Good information architecture includes a careful content strategy. What you publish is at least as important as what you leave out.
Does your website have too much content?
It seems the common wisdom is there is never too much content – the more content published, the more search engines have to index, the fresher a site seems, and the more likely it is to be remembered and visited. But are there a limits to what should be on your site? And how should decisions be made about what's in and what's out?
There are two primary myths that drive organizations to adopt a kitchen-sink content strategy. Like all good myths they are firmly rooted in truth and can be easily confused with realities we all experience as working web developers. Also, like most mythology, they can inspire religious devotion making it difficult at times to rationally separate truth from fiction.
The Portal Mentality
Any content you add to your site (even if it is not directly related to your organization) offers benefits.
Remember "portals"? In July of 1996 Yahoo added a new button to their front page for a service called "My Yahoo" and the race began. The idea: become the start-page for people's internet experience and rake in the ad dollars.
The trend has yet to die despite Google's capitalistic demonstration that people prefer accomplishing a task to encountering distractions. Internet service providers, browser makers, even insurance companies to this day operate with a portal mentality, desperately trying to convince a few people to change a setting (for their browser's homepage) they either don't know how to change or made a decision about eons ago.
Gerry McGovern argues anecdotally that content unrelated to a users "mission" when they arrive at a site is at best an unnecessary distraction and at worst a distraction from their original goal. The insinuation is that users distracted from their primary purpose will often leave frustrated and dissatisfied.

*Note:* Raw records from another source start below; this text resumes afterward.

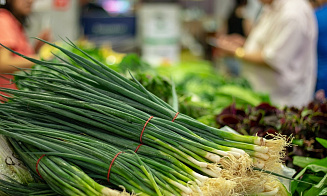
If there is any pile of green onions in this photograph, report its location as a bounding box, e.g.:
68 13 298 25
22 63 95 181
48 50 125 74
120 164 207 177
0 40 283 195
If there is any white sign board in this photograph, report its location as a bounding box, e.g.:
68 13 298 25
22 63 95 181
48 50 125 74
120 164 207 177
138 3 180 66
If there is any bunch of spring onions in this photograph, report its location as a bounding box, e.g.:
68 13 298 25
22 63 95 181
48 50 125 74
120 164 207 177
0 40 286 195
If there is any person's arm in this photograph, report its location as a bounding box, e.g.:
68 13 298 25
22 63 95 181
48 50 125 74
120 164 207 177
0 46 37 73
217 37 269 66
232 47 269 67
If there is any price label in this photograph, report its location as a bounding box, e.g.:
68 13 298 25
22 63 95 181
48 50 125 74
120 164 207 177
53 0 70 10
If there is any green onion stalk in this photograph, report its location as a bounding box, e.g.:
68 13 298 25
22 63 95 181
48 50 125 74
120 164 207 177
9 39 278 162
2 89 223 170
0 177 58 196
0 118 205 195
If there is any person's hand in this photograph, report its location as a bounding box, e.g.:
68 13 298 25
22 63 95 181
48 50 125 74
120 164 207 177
35 29 51 53
217 35 243 56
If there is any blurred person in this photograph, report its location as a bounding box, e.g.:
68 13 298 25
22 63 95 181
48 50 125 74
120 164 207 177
0 0 50 88
218 0 251 76
311 0 327 96
217 0 317 107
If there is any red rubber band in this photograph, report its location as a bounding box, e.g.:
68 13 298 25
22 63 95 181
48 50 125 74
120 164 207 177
36 154 45 179
171 112 179 122
134 144 143 153
140 116 153 144
107 152 123 182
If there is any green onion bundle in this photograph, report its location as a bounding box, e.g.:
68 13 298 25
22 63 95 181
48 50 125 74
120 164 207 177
0 40 285 195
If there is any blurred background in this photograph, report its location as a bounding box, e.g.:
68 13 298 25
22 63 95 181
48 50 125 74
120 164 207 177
27 0 261 65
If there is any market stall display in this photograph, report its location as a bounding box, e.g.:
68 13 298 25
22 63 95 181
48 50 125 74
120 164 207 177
0 40 287 195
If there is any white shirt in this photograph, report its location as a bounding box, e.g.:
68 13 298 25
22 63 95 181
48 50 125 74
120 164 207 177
242 0 317 107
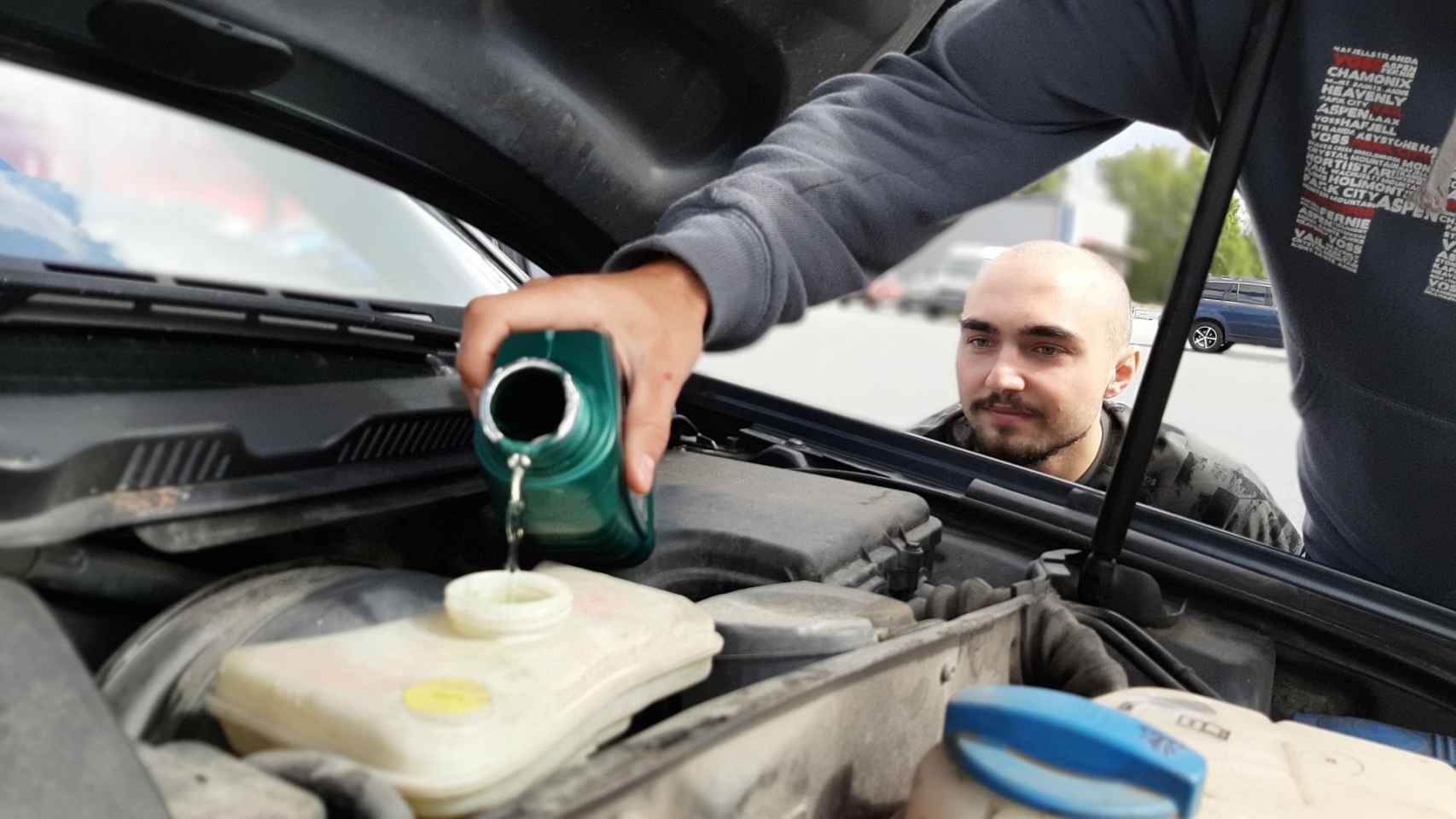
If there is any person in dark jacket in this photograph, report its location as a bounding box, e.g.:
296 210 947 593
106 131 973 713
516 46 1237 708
911 241 1302 555
457 0 1456 608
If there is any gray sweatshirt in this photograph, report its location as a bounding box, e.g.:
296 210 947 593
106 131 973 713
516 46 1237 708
607 0 1456 607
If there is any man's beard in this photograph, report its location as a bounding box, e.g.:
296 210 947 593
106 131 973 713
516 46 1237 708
965 392 1092 467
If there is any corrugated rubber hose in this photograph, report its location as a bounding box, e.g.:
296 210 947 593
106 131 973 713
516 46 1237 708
910 578 1127 697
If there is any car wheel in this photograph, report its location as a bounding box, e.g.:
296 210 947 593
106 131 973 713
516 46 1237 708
1188 320 1223 352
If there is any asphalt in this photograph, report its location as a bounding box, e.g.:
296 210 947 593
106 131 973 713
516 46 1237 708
697 304 1305 522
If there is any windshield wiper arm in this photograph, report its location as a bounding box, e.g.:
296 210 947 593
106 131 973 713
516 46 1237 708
0 256 464 361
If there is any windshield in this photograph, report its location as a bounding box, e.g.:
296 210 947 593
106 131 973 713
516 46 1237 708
0 62 511 305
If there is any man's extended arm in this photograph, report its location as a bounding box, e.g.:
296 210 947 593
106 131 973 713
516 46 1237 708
609 0 1204 348
456 0 1248 491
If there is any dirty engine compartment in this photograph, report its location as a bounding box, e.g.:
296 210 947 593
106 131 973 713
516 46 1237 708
6 378 1456 816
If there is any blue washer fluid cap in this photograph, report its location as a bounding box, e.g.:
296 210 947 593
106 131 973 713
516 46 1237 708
945 685 1208 819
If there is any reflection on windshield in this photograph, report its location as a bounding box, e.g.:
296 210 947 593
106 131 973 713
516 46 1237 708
0 62 507 304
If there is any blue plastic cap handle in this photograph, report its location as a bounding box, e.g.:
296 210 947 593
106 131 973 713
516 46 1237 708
945 685 1208 819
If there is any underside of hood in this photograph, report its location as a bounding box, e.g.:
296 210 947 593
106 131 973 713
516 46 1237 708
0 0 948 272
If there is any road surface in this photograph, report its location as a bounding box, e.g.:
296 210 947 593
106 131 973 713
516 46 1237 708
697 304 1305 524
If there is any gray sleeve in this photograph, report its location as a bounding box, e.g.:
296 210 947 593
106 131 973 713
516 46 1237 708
607 0 1211 349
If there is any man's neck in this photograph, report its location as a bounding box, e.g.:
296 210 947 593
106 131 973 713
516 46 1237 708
1033 412 1104 483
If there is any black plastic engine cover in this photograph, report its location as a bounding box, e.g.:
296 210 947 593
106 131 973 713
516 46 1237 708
614 451 941 600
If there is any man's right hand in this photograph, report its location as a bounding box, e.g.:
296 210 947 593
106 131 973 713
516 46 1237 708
456 259 708 493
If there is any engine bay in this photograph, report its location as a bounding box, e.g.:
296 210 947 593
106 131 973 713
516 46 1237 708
9 401 1456 816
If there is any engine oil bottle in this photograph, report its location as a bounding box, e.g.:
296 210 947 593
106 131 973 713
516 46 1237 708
475 330 652 569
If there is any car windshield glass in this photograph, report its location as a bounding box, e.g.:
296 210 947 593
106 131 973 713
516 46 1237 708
0 62 510 304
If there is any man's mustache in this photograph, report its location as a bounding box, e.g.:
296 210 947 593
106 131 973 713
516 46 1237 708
971 392 1041 415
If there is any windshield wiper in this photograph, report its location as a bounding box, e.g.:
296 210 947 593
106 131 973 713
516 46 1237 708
0 256 464 363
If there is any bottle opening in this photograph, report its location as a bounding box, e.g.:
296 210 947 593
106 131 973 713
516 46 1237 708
488 361 577 442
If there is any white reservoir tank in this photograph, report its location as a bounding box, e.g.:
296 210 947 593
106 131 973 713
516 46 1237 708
207 563 722 816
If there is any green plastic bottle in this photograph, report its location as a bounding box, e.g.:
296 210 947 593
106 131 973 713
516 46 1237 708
475 330 654 567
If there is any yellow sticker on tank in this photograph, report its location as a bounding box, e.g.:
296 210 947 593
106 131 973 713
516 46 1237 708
405 679 491 714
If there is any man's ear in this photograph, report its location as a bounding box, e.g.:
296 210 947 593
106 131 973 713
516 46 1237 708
1102 345 1143 398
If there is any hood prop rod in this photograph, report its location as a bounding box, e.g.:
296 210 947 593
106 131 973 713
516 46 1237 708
1077 0 1289 609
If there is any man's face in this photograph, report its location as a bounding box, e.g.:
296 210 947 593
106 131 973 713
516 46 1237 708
955 262 1121 466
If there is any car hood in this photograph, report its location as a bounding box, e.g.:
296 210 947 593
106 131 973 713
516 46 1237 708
0 0 948 270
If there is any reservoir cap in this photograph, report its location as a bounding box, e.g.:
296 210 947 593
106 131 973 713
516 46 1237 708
945 685 1207 819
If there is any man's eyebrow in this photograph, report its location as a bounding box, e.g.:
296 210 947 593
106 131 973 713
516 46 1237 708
1019 324 1082 342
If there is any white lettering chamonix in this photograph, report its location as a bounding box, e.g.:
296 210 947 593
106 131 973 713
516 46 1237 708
1290 48 1456 303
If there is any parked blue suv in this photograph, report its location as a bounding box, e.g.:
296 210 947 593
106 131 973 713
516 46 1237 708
1188 278 1284 352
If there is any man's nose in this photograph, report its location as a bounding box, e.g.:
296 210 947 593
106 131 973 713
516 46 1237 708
986 361 1027 392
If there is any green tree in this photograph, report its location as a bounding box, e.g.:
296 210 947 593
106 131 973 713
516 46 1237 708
1098 147 1264 304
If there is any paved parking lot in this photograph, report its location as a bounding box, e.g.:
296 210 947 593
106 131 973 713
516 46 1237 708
697 304 1305 522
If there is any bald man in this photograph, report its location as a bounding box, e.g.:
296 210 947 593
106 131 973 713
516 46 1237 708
913 241 1303 555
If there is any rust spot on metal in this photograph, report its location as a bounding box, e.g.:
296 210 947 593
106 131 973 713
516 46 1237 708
107 486 186 515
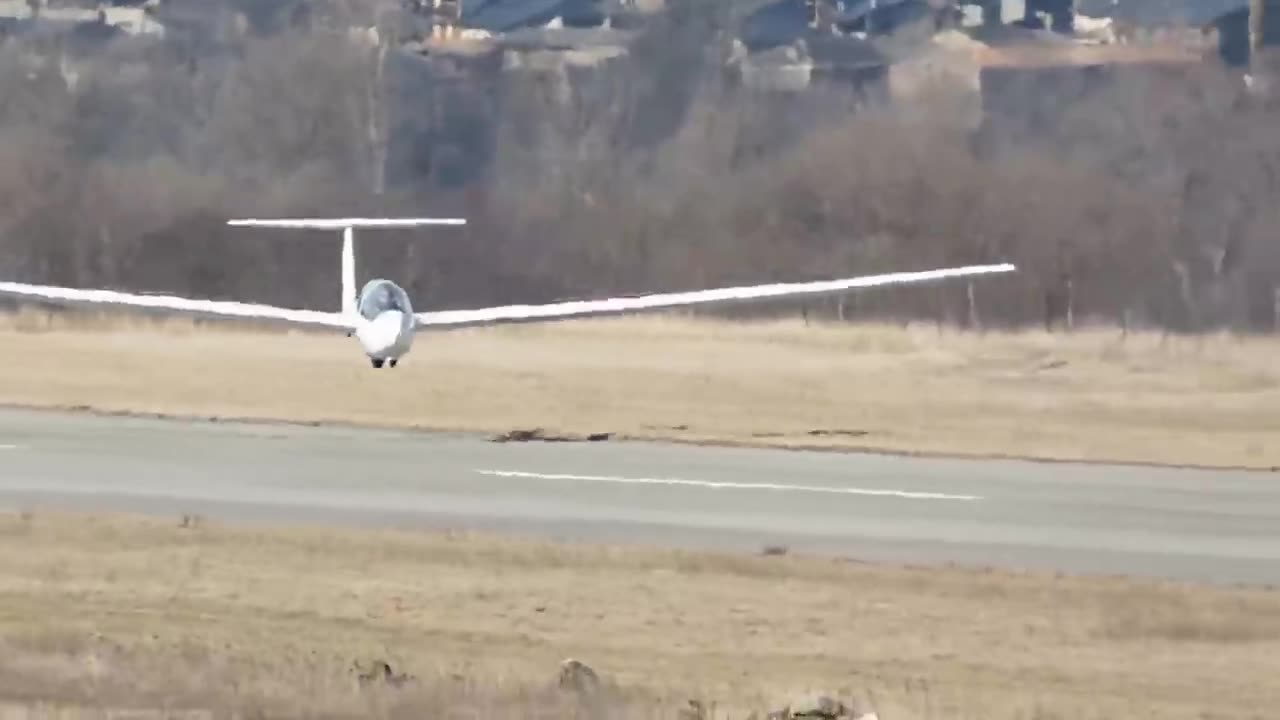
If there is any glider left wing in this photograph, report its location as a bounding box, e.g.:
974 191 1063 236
415 263 1015 329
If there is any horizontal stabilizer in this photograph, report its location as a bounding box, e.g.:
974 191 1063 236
227 218 467 231
416 263 1015 328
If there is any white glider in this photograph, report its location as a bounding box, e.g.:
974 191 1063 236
0 218 1015 368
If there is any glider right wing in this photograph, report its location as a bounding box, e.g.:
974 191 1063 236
0 282 355 331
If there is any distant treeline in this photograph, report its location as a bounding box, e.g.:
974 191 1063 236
0 0 1280 331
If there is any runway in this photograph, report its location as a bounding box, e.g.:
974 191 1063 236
0 410 1280 584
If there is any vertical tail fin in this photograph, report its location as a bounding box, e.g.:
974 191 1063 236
227 212 467 315
342 227 357 318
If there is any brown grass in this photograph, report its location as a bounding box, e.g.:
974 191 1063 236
0 510 1280 720
0 307 1280 468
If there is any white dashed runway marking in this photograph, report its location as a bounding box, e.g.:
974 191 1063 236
476 470 982 501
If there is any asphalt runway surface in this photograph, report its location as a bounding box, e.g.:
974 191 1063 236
0 410 1280 584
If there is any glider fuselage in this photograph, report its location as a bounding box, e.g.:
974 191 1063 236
355 274 413 368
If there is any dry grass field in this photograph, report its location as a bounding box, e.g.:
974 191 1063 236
0 509 1280 720
0 307 1280 468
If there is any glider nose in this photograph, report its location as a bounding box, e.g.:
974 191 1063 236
356 310 401 357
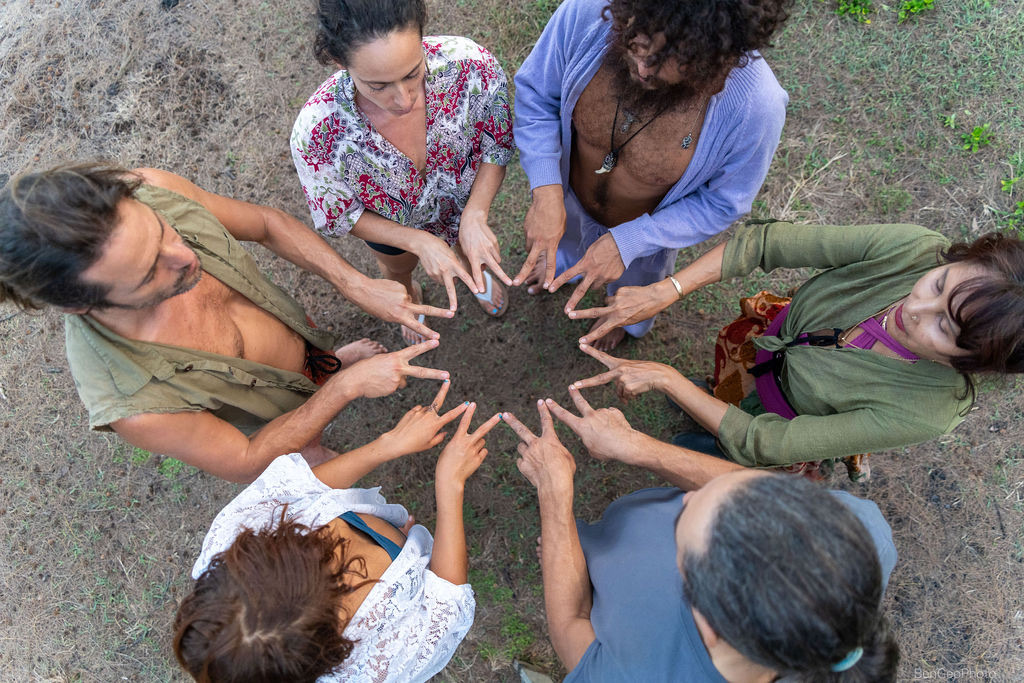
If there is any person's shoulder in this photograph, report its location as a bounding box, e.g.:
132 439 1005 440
292 69 348 139
423 36 502 71
723 51 790 111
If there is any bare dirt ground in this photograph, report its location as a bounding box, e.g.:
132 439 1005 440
0 0 1024 681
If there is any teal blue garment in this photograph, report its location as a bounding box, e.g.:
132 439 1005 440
564 488 896 683
338 510 401 562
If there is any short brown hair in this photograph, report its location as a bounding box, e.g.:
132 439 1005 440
0 163 142 308
174 506 370 683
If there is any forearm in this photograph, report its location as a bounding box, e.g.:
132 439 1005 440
252 207 371 297
430 483 469 586
246 371 359 471
539 490 594 671
350 211 431 254
463 162 505 222
658 370 729 434
631 432 742 490
313 436 401 488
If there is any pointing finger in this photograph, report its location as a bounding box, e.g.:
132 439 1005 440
403 303 452 321
404 366 449 380
565 278 593 313
544 398 580 433
502 413 537 441
544 242 558 292
473 413 502 439
566 305 612 319
548 263 587 292
512 244 541 287
569 386 594 417
430 380 452 413
484 254 512 287
439 403 468 427
537 400 555 437
444 272 458 311
569 370 618 389
455 402 476 436
401 339 443 360
580 342 623 370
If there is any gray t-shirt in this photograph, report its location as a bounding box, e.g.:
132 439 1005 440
565 488 896 683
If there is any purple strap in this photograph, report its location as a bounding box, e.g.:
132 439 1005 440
754 304 797 420
847 317 918 360
754 304 918 420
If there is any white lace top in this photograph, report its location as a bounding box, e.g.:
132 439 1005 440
193 454 476 683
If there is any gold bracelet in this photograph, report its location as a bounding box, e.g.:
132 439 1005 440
669 275 683 299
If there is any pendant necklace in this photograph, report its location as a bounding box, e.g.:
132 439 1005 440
594 97 708 175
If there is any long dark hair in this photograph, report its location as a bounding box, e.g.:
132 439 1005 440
682 474 899 683
174 506 371 683
313 0 427 65
0 162 141 308
942 232 1024 375
604 0 791 91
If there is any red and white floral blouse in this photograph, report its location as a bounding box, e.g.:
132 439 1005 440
291 36 515 246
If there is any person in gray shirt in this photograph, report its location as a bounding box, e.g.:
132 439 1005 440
503 391 899 683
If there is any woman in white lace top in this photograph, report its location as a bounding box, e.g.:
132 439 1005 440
174 381 500 683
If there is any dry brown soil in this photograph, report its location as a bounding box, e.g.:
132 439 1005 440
0 0 1024 681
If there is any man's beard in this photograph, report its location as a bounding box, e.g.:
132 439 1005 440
604 41 698 119
96 264 203 310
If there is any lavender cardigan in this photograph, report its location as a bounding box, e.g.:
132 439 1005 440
515 0 790 267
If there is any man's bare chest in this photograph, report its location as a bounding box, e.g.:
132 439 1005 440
148 273 305 370
572 72 700 189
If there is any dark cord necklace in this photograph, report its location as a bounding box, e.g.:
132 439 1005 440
594 97 669 175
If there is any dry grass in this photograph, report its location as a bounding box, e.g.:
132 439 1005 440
0 0 1024 681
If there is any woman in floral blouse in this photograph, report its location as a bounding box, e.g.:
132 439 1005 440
291 0 515 343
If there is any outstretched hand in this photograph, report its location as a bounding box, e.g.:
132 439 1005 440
544 387 643 465
502 400 575 498
344 279 454 339
570 342 679 403
339 339 449 398
548 232 626 313
512 185 565 294
565 280 679 343
434 403 501 489
459 212 512 292
416 232 483 311
381 380 468 458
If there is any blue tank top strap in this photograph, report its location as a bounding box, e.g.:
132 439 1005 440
338 511 401 562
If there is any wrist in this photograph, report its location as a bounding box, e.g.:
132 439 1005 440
532 184 565 204
434 477 466 507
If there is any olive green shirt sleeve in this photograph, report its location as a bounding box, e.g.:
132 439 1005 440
718 405 958 467
722 222 948 280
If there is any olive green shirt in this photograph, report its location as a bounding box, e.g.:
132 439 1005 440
718 222 970 466
65 185 334 434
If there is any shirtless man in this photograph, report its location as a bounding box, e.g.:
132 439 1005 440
513 0 788 350
0 166 451 481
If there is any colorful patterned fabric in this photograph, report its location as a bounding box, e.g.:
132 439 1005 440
291 36 515 246
712 292 871 481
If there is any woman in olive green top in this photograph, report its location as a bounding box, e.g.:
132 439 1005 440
570 222 1024 466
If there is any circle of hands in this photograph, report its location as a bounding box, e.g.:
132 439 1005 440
343 305 682 497
345 208 680 496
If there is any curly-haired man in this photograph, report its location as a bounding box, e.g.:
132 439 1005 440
515 0 788 349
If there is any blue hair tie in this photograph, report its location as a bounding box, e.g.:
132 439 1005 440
831 647 864 674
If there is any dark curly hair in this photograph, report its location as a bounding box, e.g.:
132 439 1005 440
681 473 899 683
0 162 142 308
313 0 427 66
174 506 372 683
604 0 791 87
942 232 1024 375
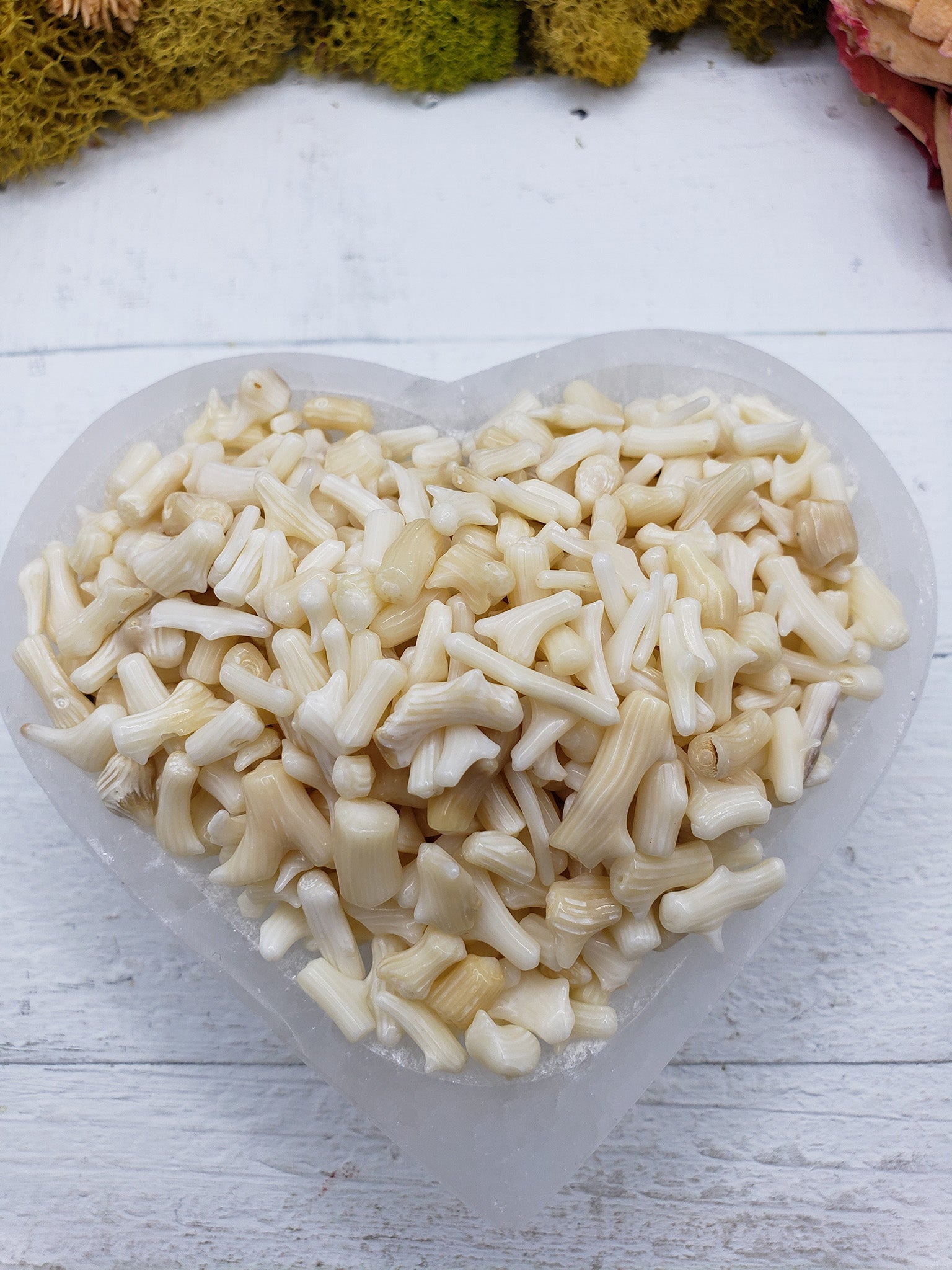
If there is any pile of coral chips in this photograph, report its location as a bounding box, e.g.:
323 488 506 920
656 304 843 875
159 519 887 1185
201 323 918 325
15 371 909 1076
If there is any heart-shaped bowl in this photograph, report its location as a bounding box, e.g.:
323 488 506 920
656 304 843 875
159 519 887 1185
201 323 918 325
0 330 935 1225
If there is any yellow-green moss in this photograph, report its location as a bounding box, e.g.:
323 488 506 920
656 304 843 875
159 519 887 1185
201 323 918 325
0 0 825 182
302 0 519 93
711 0 826 62
0 0 301 182
526 0 650 87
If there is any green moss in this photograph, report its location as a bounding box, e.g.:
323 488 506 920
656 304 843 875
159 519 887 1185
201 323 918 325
0 0 302 182
0 0 825 182
526 0 654 87
637 0 710 34
711 0 826 62
302 0 519 93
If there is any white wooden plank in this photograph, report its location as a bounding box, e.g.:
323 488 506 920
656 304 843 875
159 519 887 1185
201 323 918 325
0 659 952 1063
0 34 952 350
0 1064 952 1270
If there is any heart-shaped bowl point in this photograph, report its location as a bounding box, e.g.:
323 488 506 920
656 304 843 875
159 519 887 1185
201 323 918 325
0 332 935 1223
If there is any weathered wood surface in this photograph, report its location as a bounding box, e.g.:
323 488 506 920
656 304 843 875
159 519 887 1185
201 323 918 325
0 1063 952 1270
0 27 952 1270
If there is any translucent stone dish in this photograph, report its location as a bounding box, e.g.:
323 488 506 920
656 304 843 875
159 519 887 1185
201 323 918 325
0 330 935 1227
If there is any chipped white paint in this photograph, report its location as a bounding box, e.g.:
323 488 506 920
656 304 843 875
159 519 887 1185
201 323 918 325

His conclusion is supported by a large body of research on the effects of information abundance. In 1996 Paul Waddington published a survey of 1,300 junior, mid-level and senior managers on behalf Reuters (an organization that at that time was producing 27,000 pages of information per second). 47% of respondents in the study reported being distracted from their main tasks because of "information overload" and 38% said they "wasted 'substantial' amounts of time" seeking information.
In Yong-Soon Kang and Yong Jin Kim's study in 2005 they found that the "perceived quantity" of content on a site has a negative effect on navigability. This is a further problem as they also confirmed what most professional web developers have long assumed: regardless of how interested someone is in your content the more difficult a site is to navigate, the more negative a visitors' attitudes will be about the site.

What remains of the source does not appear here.